The recent rises in house prices across the UK alongside the likelihood of continued growth have given rise to fears that the country is facing another housing bubble. According to the Office for National Statistics (ONS) the average house price in 2013 in the UK is now £247,000, the highest figure since the index was first calculated in 1968. Overall, prices across the UK rose by 3.8% in the year to August 2013, up from 3.3% in July.
However, there are huge variations around the UK which are affecting these figures. Prices in Scotland are actually falling, whereas London price rises in the year to August, at 8.7%, were more than double the next biggest increase of 3.8% in the East Midlands.
But just what has caused this bubble to form in the first place? There are many different factors at play here, which together have culminated in price rises that are simply unsustainable. Currently, chronic underbuilding cannot keep up with the population’s demand for housing, and that demand is high. As well as this, low interest rates, previous reckless lending and borrowing coupled with 110% and interest-free mortgages have all contributed to unaffordable housing.
As a result, it is clear that although house prices continue to rise across the UK, the issue of sustainability is not a nationwide issue. However, London is certainly looking at a housing bubble which has seen the average asking price of a home surging by more than £50,000 in October 2013. Rightmove, one of the UK’s largest property websites, noted that the average asking price in London rose to £544,232 in October from £493,748 the previous month – an increase of more than 10%. In contrast, across England and Wales, the rise over the month was a more modest 2.8% to £252,418.

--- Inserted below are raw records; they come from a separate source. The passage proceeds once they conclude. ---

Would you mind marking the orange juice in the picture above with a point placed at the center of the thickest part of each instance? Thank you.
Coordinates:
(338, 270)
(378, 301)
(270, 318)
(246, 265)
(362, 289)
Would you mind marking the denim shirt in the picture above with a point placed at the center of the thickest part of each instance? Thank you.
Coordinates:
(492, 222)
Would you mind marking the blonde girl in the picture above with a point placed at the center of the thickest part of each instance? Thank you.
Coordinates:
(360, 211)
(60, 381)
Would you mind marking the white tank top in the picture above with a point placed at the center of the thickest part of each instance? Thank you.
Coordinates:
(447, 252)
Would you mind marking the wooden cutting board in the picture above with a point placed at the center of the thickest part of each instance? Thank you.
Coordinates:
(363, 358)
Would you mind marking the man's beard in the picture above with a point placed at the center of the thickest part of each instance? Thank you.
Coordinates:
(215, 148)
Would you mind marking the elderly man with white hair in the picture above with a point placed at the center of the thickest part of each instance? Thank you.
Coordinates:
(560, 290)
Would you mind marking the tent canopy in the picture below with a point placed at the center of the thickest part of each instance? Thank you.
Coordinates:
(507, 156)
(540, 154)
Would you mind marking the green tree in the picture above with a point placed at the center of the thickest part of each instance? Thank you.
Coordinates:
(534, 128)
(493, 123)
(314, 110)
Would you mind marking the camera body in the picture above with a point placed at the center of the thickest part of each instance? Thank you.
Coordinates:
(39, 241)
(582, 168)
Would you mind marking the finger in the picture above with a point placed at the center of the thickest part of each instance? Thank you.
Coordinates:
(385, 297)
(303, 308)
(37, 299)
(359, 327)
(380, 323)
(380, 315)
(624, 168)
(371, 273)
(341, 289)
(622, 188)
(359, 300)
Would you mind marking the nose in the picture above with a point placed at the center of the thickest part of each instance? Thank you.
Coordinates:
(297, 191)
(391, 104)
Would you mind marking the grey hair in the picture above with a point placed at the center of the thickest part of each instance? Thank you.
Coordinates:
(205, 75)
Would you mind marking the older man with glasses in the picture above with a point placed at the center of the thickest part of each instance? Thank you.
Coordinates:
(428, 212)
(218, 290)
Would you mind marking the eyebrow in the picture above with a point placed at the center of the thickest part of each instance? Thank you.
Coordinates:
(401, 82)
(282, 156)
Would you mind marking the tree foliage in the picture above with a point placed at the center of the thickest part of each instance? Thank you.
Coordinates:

This acceleration could put the prospect of owning a home out of reach for many buyers despite the expansion of Chancellor of the Exchequer George Osborne’s Help to Buy scheme. Although Help to Buy could certainly contribute to buyers in the rest of England and in Wales, Londoners face deeper challenges. The real issue here is not so much with raising the money needed for a deposit as it is with the affordability of mortgage repayments. Quite simply, the average house prices in London are far beyond the reach of the average salary.
Another problem with the Help to Buy scheme is that, although it allows buyers to acquire a house with a 5% deposit, it is capped at properties costing under £600,000. This means that prime inner-London properties are certainly out of reach for buyers, which, according to Rightmove, have an average price of £937,110. Indeed, as the prospect of homeownership moves ever further out of reach for Londoners, particularly those in their twenties, many must depend on parental assistance rather than the government’s Help to Buy scheme.
As the Nationwide building society released figures showing the average UK home is increasing in value by more than £50 a day as of October 2013, fears continue to grow that perhaps the Help to Buy scheme has not been so helpful after all. Many now view renting as a long-term reality rather than something to put up with in your twenties, as, even with help, mortgage affordability is simply out of the question for millions of people. As well as this, warnings that such schemes actually contribute to the problem by raising demand, and in turn, house prices, have led some MPs to criticise the scheme as a hindrance, rather than a help.
Business Secretary Vince Cable has warned of the dangers posed by the Help to Buy scheme, noting the signs of “serious housing inflationary pressures” in parts of the country, particularly London. In terms of economic impact, Cable suggested that the extreme rise in house prices poses a threat to a sustainable long-term economic recovery, something that was also a point of concern for the chief executive of Barclays, Antony Jenkins and the chief executive of Lloyds Banking Group, Antonio Horta-Osorio. However, the government have continued to downplay these concerns, backed by the EY Item Club – one of the country’s leading economic forecasters.
The ramifications here are clear for buyers who have benefited from the Help to Buy scheme, as how will such buyers cope with repayments once interest rates rise? As of 2013, these interest rates are at a record low. Inevitably they will rise, if not next year, certainly in 2015. However, the scheme’s lack of efficacy was unintentionally highlighted by Ben Broadbent of the Bank of England’s monetary policy committee when he noted that as “the numbers entering the scheme are relatively low” it is unlikely that many buyers will experience financial difficulties when interest rates start to rise, given the low level from which they are starting from.
Our obsession with house prices comes from more than the need for a roof over our heads. In recent years, with salaries stagnating and pension contributions steadily losing their worth, many now look to property as a form of wealth acquisition. Your house is now seen as much more than a home; it is an investment. You can supplement your income by renting it out, or even better, you can secure your future by supplementing your pension, as 52% of over-50s now plan to use the equity in their homes to help fund their retirement.
However, for some it is simply a case of having a place to call home. The housing charity Shelter issued a staggering report in October 2013 which pointed out that, unless house prices are stabilised, most people in their 20s will stand less than a 50% chance of ever owning a property to live in. Sadly, the current predicament in the UK means that “hard work” and a “good job” no longer equate to owning your own home.